For astronauts living aboard the International Space Station, the coronavirus pandemic is like a wild horror movie playing out below their feet. They can rest easy knowing that the virus isn’t present aboard the space station, but being so far removed from family and friends could take its toll on anyone, especially when a global health crisis is unfolding.
For NASA’s Jessica Meir, who will be returning to Earth this week after originally arriving on the ISS way back in September of last year, the adjustment will be unlike anything NASA astronauts have experienced before. She’ll be returning to a country in the midst of an unprecedented lockdown, with social distancing guidelines dramatically altering daily life.

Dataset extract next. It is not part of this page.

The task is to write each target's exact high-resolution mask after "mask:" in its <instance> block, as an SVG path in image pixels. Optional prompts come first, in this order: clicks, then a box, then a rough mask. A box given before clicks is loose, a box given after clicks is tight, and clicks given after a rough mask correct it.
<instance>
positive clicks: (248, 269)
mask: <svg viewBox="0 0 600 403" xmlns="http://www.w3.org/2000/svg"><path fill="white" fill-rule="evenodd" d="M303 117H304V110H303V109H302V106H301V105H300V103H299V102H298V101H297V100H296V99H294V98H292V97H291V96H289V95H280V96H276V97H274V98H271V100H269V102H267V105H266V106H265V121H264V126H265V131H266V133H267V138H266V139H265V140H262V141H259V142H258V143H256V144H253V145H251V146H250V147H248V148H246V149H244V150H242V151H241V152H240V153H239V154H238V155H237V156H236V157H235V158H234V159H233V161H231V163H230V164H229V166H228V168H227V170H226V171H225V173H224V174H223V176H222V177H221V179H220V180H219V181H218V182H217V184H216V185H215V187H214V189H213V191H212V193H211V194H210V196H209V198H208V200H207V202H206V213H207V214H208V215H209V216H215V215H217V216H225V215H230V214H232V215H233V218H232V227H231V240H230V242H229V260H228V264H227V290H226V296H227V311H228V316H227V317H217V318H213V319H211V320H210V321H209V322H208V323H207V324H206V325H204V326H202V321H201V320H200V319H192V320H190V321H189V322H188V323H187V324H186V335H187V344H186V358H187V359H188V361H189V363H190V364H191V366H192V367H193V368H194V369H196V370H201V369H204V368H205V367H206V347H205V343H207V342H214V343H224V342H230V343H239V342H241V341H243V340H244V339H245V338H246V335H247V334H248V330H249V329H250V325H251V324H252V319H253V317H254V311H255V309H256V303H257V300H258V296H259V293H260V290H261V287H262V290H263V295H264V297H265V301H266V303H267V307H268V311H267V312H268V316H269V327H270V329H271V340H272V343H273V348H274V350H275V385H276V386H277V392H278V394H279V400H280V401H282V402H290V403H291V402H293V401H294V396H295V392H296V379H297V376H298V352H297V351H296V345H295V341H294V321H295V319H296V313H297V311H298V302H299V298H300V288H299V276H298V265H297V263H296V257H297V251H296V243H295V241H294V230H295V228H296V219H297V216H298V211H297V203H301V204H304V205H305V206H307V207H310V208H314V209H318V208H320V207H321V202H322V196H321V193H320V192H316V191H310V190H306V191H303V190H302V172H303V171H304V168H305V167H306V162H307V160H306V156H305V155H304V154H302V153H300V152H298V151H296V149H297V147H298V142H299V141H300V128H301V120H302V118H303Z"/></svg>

“It’s quite surreal for us to see this situation unfolding on the planet below,” Meir said during a recent remote press conference aboard the space station. “We can tell you that the Earth still looks just as stunning as always from up here, so it’s difficult to believe all the changes that have taken place.”
Indeed, having astronauts return to Earth right now will be unlike it has been in the past. Rather than celebrating the end of a successful mission to space, the scientists will have to accept congratulations over the phone or via video chat. For Meir, there’s one simple thing she said she’s going to miss more than anything, upon returning to solid ground: hugs.
“I think for me it’ll still be nice to go back and to see some familiar places and some familiar faces,” Meir says. “It certainly will be very difficult to not be able to give hugs to my family and friends. That’s something, after being up here for seven months, and being the type of person that I am, it will be difficult for me to do that, but I know that’ll be part of the game for a while.”
It’s wild to think about, but the astronauts aboard the space station right now have more freedom of interaction with one another than we do here on Earth. They’re cut off from the rest of us, but their little space station family can still be in close quarters without worrying about spreading a potentially deadly disease.
“I think that I will actually feel more isolated on the Earth than I did up here because that’s just part of our expected routine up here, and we’re so busy with so many other amazing pursuits and we have this incredible vantage point of the Earth below that we don’t really feel as much of that isolation.”